March 9, 2010
The Information You Need to Know About Tax Fraud
Everyone knows that you have to pay your taxes on money that you earn to the IRS. Most people simply learn this as they enter the working world and pay their taxes with no difficulty throughout their lives. Some people aren’t so honest though. Tax fraud abounds in this country, and the IRS realizes that they simply do not have the resources to root out every single case that occurs. One measure they have implemented in order to help compensate for that is their whistle blower program, which can reward people that correctly report an individual that has been engaging in tax fraud.
The IRS has a whistle blower reward program that pays people when they report tax fraud, but they are very careful to state what this program is not. First, the whistleblower law is not meant to be abused by people that are airing private business disputes or who have personal grievances against others. The program is also not meant to allow for educated guessing. Instead, it is to be used to report specific cases of tax evasion where you have proof, evidence, or certain knowledge.
The payment of the reward that you can earn from the IRS under their whistleblower law varies on the amount that they collect from the individual that you’ve informed on. If the total amount which is owed to the IRS exceeds 2 million dollars, the payment made to the informant will generally range from between 15 - 30% of the total amount that was owed.

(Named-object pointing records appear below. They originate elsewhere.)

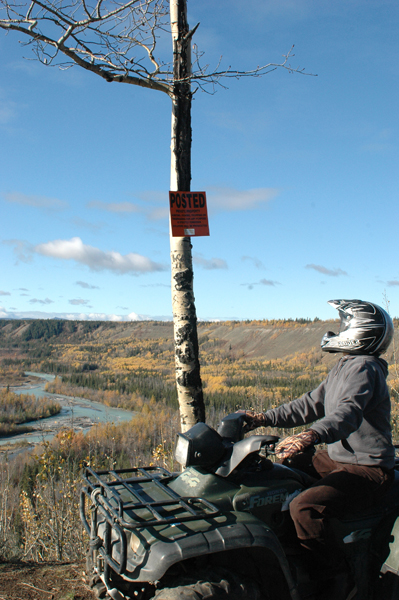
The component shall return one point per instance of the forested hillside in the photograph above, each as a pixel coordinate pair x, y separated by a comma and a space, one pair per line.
254, 362
131, 365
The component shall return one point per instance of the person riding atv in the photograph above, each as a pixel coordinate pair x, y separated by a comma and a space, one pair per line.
350, 412
226, 526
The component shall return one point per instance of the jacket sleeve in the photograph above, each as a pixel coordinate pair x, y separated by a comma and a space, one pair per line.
354, 390
306, 409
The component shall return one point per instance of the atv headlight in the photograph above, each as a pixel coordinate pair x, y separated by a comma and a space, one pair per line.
199, 446
182, 450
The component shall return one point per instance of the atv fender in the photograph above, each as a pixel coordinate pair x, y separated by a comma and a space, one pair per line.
392, 562
246, 532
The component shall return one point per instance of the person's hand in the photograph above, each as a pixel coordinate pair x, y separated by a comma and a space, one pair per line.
254, 419
296, 443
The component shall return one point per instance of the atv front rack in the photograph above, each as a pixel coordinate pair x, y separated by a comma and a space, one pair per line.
139, 497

Obviously not all back tax cases involve monies of this amount, but there is another program in place for those who may have information about cases involving smaller dollar amounts. In situations where the total amount owed (which includes penalties and interest) does not hit that $2 million mark, informants will instead be paid up to a maximum of 15% on the payment made.
If you do inform on someone and are believe that you are owed an IRS reward, you should know that these amounts aren’t up for discussion. They aren’t disputable and are awarded solely at the discretion of the IRS.
Reporting on someone who is committing tax fraud is important, but can also be profitable. First, paying taxes is the law, and everyone should be bound by it equally. Secondly, the IRS provides very reasonable incentive to convince you that reporting on someone that is defrauding their organization is worthwhile.